In the beginning, I focused on the Mediterranean. I started up the Montpellier Film Festival before launching an aid fund for screenplay development at the Amiens Film Festival in 1996. The more I provided expertise, accompanied auteur filmmakers, and acted as a go-between, the more I thought about starting up in production. I broadened my scope to include films from Africa and Latin America. My luxury is that I have always chosen the films on which I wanted to work: I want to have fun. I have mostly intervened in a minority way, but never as a "sleeping partner".

Beyond discovering new auteurs, on which criteria do you choose your projects?
I like strong subjects that are anchored in today’s society, like Algerian women’s fight in Rachida (Un Certain Regard in 2002), female circumcision in Moolaadé (Certain Regard award in 2004), the West Bank separation wall in Wall (Directors’ Fortnight in 2004), the difficult reconciliation between Serbs and Bosnians in Fuse (Silver Leopard in Locarno in 2003), or Bogota’s black ghetto in La Playa D.C.. But I will never forget purely cinematographic aspects, such as with La Sirga, a feature debut of quite astonishing mastery.

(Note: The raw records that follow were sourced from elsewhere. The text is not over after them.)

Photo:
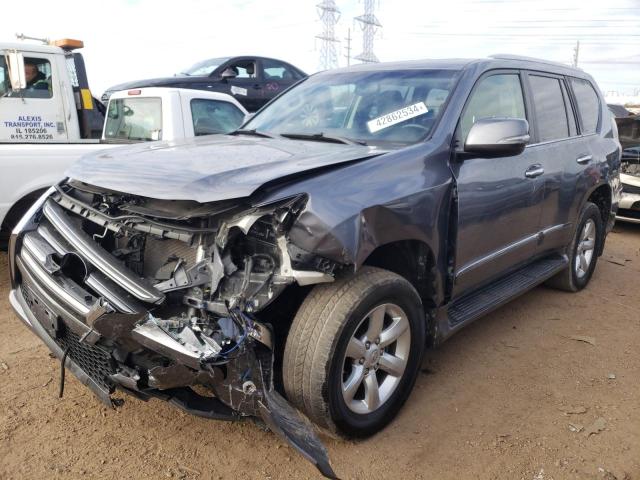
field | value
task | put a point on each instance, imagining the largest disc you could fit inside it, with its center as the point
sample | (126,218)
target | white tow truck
(49,119)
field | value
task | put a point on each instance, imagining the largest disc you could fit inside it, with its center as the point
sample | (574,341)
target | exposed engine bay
(168,296)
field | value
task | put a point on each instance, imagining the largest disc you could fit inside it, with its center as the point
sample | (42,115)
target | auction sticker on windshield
(389,119)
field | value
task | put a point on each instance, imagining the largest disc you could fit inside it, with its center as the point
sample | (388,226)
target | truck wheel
(583,252)
(354,350)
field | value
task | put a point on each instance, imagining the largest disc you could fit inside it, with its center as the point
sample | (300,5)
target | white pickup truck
(49,119)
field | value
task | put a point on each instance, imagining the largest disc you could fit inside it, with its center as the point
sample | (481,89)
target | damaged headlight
(20,227)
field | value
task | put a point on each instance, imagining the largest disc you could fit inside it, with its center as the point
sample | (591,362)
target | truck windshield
(375,107)
(134,119)
(204,68)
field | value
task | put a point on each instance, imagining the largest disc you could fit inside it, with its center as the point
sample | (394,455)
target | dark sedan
(253,81)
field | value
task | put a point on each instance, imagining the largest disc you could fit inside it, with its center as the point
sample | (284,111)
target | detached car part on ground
(363,214)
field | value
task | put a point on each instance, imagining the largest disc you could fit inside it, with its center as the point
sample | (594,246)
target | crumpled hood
(209,168)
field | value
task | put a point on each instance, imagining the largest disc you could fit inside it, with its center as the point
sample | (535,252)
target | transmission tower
(370,25)
(329,15)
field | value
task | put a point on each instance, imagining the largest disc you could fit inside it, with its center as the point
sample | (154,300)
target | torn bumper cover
(161,308)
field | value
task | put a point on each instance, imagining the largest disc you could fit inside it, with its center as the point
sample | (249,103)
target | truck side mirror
(227,74)
(498,137)
(15,64)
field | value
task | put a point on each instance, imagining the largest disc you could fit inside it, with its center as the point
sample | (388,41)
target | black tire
(568,279)
(317,345)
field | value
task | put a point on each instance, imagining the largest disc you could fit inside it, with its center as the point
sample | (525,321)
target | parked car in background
(629,132)
(619,110)
(363,214)
(253,81)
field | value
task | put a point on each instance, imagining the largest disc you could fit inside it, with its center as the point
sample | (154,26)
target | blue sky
(132,39)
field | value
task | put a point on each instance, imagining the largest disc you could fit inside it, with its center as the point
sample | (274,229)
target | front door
(247,85)
(35,114)
(499,199)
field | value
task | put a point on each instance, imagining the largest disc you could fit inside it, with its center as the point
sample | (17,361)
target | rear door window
(134,119)
(214,116)
(588,104)
(552,121)
(499,95)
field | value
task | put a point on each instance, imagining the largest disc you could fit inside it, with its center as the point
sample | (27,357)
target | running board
(496,294)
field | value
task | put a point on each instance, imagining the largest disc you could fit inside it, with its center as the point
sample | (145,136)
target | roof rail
(506,56)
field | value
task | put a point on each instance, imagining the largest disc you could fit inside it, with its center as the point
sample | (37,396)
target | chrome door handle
(534,171)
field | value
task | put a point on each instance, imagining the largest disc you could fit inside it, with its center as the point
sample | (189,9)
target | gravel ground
(544,388)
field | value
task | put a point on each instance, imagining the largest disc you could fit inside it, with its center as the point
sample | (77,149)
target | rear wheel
(354,350)
(583,253)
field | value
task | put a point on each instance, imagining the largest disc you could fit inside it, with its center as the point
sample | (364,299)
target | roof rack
(506,56)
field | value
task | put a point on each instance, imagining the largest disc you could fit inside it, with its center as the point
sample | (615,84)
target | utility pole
(576,52)
(369,24)
(329,15)
(348,47)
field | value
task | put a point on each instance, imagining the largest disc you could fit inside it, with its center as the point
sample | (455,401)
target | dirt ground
(544,388)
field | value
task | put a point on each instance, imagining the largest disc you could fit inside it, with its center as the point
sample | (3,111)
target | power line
(369,24)
(329,15)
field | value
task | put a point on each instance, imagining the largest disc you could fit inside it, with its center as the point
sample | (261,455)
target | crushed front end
(629,208)
(163,298)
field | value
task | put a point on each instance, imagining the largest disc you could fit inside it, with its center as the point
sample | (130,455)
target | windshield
(380,107)
(134,119)
(204,68)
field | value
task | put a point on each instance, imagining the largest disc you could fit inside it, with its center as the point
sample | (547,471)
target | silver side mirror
(498,137)
(15,65)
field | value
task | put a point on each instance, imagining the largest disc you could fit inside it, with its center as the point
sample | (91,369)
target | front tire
(354,351)
(583,251)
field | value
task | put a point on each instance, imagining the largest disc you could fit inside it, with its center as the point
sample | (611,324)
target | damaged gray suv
(303,263)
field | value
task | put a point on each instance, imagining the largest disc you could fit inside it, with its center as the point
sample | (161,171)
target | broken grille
(93,360)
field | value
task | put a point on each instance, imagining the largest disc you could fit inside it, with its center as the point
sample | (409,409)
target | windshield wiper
(321,137)
(253,132)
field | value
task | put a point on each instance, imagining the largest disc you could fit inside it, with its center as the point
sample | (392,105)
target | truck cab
(49,119)
(156,113)
(43,95)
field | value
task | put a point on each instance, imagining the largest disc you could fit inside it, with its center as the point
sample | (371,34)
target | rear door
(564,154)
(248,85)
(277,77)
(35,114)
(499,201)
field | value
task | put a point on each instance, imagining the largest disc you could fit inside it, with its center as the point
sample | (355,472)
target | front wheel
(354,350)
(583,251)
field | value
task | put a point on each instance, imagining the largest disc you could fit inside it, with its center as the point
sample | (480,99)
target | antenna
(369,24)
(329,15)
(22,36)
(576,52)
(348,47)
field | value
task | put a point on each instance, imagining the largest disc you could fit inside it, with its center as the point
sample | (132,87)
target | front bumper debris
(271,407)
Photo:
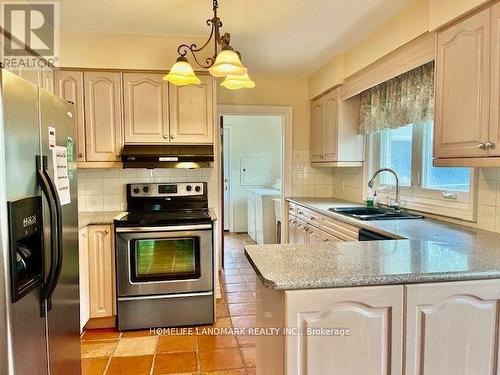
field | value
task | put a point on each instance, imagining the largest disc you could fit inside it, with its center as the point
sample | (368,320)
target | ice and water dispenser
(26,245)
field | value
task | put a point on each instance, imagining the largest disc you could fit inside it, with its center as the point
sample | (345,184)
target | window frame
(454,204)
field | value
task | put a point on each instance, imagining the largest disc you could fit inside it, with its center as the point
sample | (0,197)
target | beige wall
(420,17)
(120,51)
(277,91)
(444,11)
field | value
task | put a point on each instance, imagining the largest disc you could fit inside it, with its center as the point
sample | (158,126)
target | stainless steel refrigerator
(39,223)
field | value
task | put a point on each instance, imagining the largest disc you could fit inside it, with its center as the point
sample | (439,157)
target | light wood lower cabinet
(452,328)
(84,282)
(306,226)
(101,271)
(69,86)
(191,112)
(103,109)
(431,329)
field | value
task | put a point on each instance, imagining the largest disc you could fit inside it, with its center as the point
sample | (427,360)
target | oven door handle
(165,296)
(176,228)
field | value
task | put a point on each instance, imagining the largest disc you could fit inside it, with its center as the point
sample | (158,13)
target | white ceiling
(274,36)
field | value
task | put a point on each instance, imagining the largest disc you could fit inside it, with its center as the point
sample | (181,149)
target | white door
(452,328)
(227,180)
(373,345)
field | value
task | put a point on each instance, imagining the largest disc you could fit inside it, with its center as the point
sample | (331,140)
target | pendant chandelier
(225,62)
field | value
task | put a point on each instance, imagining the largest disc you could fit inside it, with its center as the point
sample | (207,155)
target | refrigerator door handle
(50,192)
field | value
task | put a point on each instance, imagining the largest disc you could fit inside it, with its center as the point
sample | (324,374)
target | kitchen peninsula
(411,306)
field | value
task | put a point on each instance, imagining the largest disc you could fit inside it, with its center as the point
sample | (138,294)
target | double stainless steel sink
(374,213)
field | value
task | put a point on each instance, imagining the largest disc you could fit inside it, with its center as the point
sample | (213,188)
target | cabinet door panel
(103,116)
(191,112)
(317,122)
(330,127)
(69,86)
(462,87)
(101,271)
(84,277)
(374,317)
(451,328)
(146,108)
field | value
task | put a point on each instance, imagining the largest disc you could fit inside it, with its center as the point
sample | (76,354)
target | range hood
(167,156)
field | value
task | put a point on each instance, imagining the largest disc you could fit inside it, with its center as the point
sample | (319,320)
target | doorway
(255,155)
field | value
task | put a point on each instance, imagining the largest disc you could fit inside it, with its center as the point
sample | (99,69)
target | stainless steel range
(164,257)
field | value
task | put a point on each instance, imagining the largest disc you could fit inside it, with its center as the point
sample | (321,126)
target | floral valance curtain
(406,99)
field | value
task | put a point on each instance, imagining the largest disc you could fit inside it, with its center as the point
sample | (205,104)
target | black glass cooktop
(168,217)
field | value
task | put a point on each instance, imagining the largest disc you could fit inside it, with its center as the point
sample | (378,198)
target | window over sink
(397,117)
(408,150)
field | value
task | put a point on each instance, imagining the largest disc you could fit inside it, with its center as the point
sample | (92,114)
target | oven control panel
(180,189)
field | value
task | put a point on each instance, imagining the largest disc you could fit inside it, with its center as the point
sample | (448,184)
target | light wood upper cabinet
(374,316)
(452,328)
(191,112)
(317,123)
(103,116)
(330,129)
(101,271)
(146,108)
(69,86)
(463,87)
(334,131)
(84,277)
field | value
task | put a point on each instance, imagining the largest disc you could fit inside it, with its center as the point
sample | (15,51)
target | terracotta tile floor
(111,352)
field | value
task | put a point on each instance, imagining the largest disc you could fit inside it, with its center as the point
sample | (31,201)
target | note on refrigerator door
(61,179)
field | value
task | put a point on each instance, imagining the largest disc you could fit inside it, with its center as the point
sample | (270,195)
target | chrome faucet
(395,204)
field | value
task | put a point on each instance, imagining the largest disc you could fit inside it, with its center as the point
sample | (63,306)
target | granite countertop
(415,229)
(347,264)
(97,218)
(426,250)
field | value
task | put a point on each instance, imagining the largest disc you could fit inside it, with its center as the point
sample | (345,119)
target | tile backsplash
(488,199)
(105,189)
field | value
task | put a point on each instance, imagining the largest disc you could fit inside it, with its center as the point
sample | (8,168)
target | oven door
(163,260)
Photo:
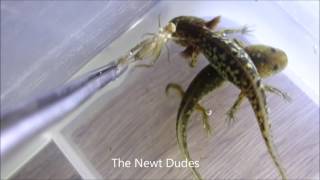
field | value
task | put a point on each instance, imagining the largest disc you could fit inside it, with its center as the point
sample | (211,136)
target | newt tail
(232,63)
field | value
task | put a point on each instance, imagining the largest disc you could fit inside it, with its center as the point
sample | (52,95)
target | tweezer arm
(30,119)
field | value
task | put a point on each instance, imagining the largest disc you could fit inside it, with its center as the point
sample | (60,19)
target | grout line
(77,159)
(23,157)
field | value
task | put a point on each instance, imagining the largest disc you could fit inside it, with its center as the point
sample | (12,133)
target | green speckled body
(268,61)
(232,63)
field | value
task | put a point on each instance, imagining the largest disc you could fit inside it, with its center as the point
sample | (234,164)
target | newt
(230,62)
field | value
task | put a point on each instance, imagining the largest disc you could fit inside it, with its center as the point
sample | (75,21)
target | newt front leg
(232,63)
(208,79)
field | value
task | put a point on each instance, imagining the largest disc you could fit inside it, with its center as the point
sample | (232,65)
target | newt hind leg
(235,107)
(205,113)
(278,92)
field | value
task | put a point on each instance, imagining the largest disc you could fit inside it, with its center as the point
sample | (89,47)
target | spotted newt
(230,62)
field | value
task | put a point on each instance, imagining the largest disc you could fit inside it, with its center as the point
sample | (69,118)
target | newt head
(267,59)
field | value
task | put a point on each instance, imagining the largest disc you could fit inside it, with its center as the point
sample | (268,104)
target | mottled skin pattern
(232,63)
(268,60)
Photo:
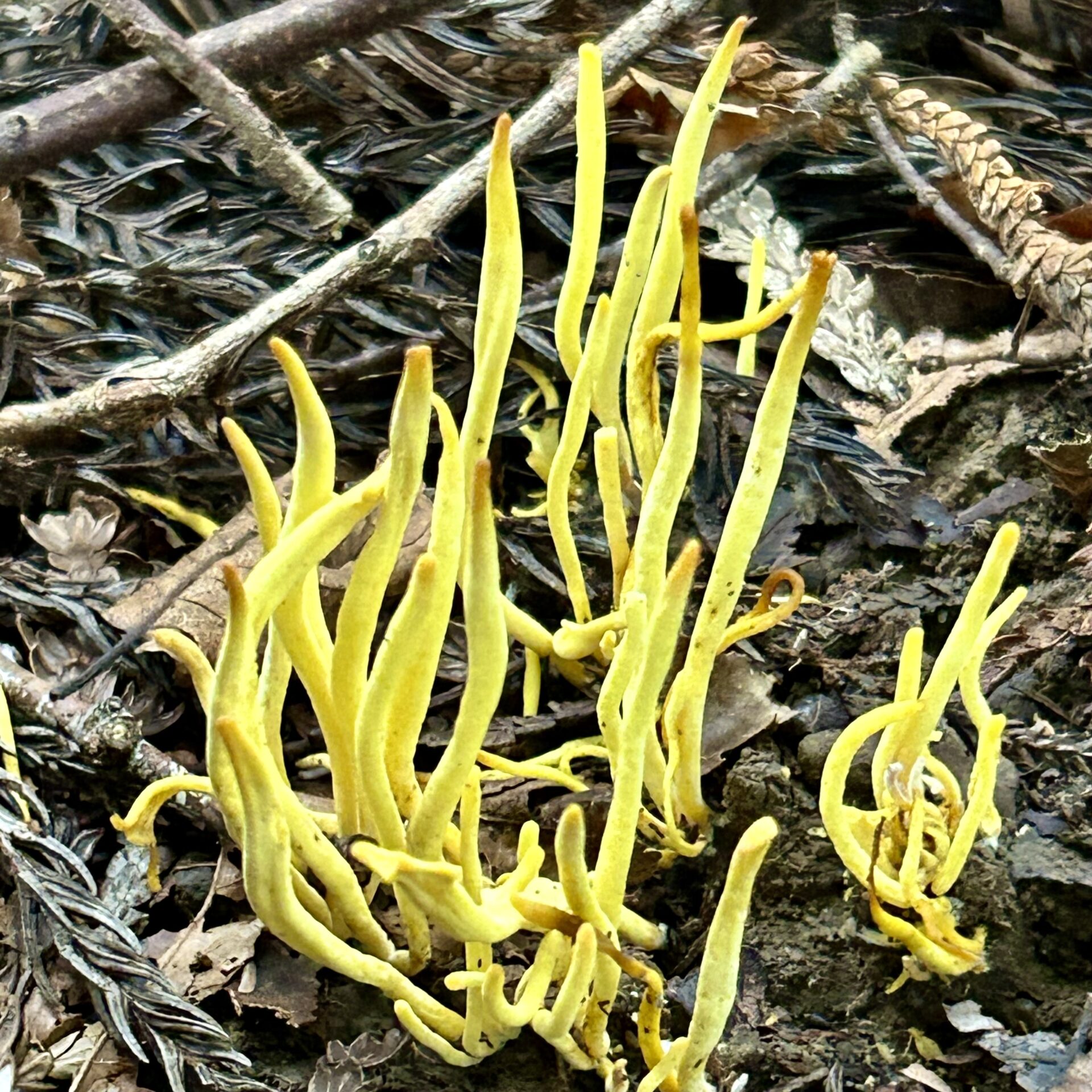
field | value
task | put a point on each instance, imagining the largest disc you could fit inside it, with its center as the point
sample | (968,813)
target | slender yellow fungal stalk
(10,756)
(262,491)
(559,1021)
(667,267)
(487,663)
(907,688)
(720,965)
(560,472)
(313,485)
(970,677)
(276,663)
(532,682)
(267,855)
(839,818)
(628,771)
(909,878)
(751,503)
(573,875)
(668,482)
(367,587)
(417,673)
(664,1074)
(629,284)
(623,668)
(756,282)
(544,438)
(915,737)
(614,512)
(498,307)
(382,706)
(588,209)
(188,653)
(174,510)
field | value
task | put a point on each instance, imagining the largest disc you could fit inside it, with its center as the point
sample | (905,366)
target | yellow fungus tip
(759,834)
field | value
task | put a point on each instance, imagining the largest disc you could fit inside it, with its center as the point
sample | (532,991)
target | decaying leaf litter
(911,445)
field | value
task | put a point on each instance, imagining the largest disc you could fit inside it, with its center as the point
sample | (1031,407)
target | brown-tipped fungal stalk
(417,834)
(910,850)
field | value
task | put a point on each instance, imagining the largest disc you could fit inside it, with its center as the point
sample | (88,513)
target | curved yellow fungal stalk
(840,820)
(911,851)
(720,965)
(139,824)
(175,510)
(573,438)
(756,282)
(267,853)
(10,756)
(188,653)
(588,210)
(685,708)
(667,267)
(766,614)
(957,650)
(544,438)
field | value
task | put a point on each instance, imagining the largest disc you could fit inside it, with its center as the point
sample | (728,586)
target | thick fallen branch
(136,396)
(106,109)
(274,155)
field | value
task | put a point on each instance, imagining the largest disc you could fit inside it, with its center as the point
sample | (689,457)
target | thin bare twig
(80,118)
(102,739)
(928,195)
(274,155)
(141,394)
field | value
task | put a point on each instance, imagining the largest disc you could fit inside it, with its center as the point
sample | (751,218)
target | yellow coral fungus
(416,833)
(909,852)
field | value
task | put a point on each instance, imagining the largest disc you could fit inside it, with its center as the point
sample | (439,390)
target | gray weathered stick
(135,396)
(274,155)
(114,104)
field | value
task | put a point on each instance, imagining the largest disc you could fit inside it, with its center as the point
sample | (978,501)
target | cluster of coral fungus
(417,834)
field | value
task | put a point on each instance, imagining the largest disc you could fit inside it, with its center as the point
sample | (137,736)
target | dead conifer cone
(1046,264)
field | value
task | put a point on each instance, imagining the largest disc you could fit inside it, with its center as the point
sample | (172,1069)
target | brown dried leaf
(201,962)
(1069,464)
(344,1068)
(1002,64)
(928,392)
(737,708)
(281,981)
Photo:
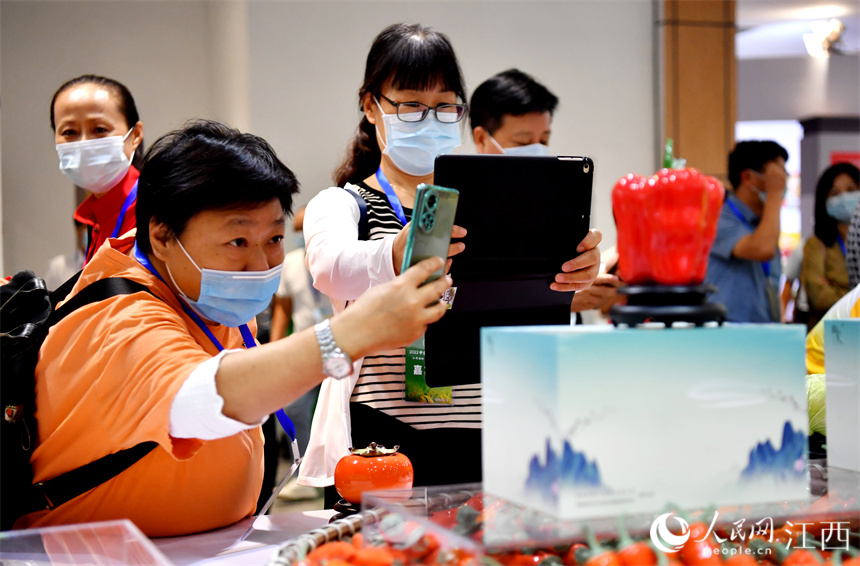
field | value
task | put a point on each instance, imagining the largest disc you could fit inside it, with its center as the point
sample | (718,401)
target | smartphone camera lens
(428,220)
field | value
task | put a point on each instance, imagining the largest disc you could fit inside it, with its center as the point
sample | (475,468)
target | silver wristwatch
(336,362)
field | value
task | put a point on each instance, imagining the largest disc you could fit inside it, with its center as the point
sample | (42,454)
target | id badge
(416,383)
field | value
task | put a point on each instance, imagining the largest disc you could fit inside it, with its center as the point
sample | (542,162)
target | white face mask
(533,149)
(413,146)
(95,165)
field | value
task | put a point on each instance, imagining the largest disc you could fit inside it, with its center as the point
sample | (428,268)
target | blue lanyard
(247,337)
(132,195)
(765,264)
(392,196)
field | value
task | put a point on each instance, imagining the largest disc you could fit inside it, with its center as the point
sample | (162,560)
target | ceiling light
(824,37)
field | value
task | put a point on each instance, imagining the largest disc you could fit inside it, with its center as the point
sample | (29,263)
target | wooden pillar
(699,105)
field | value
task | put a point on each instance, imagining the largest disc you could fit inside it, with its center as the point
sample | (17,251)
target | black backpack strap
(56,491)
(63,290)
(363,231)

How do you fund your projects?
In France, our working tool is the former Fonds Sud that has now been brought together with the Aide aux films en langue étrangère (lit. “Aid to films in a foreign language”) to become the Aide aux cinémas du monde (lit. “Aid to world cinema”). I am a little baffled as these two funds had different philosophies. One was aimed at cooperation and development, while the other was more technical and more aimed at European co-productions. You could ask yourself what the commission would do faced with two artistically strong projects, one a quite “rich”, €6m European film project, and the other a €700,000 film project from the South, from Africa or Latin America. Will they help the poorer or the richer project?

What are your current projects?
We have opened ourselves up to India with Qissa by Anup Singh (in the editing stage), produced by Germany (Heimatfilm) and co-produced with the Netherlands (Augustus Film) and India. I am also in the editing stage for De la terre sur la langue (lit. “Earth on the tongue”) by Colombian filmmaker Rubén Mendoza. We have also co-produced Tue-moi (lit. “Kill me”) by Emily Atef with Germany and Switzerland, and we are starting on Run, Boy, Run by Pepe Danquart with Germany (Bittersuess Pictures) and Poland. We will also be launching five French projects starting with the social thriller Un désert d'étrangers (lit. “A desert of strangers”) by Raphaël Vion (to feature Thierry Frémont, Gilles Cohen, and Adèle Exarchopoulos) and Marseille by Sepideh Farsi. The three other projects are in film treatment phase. They are: a social comedy by Bourlem Guerdjou, a rock, green comedy by Anna de Palma (to star Helena Noguerra), and a first feature by Fejria Deliba.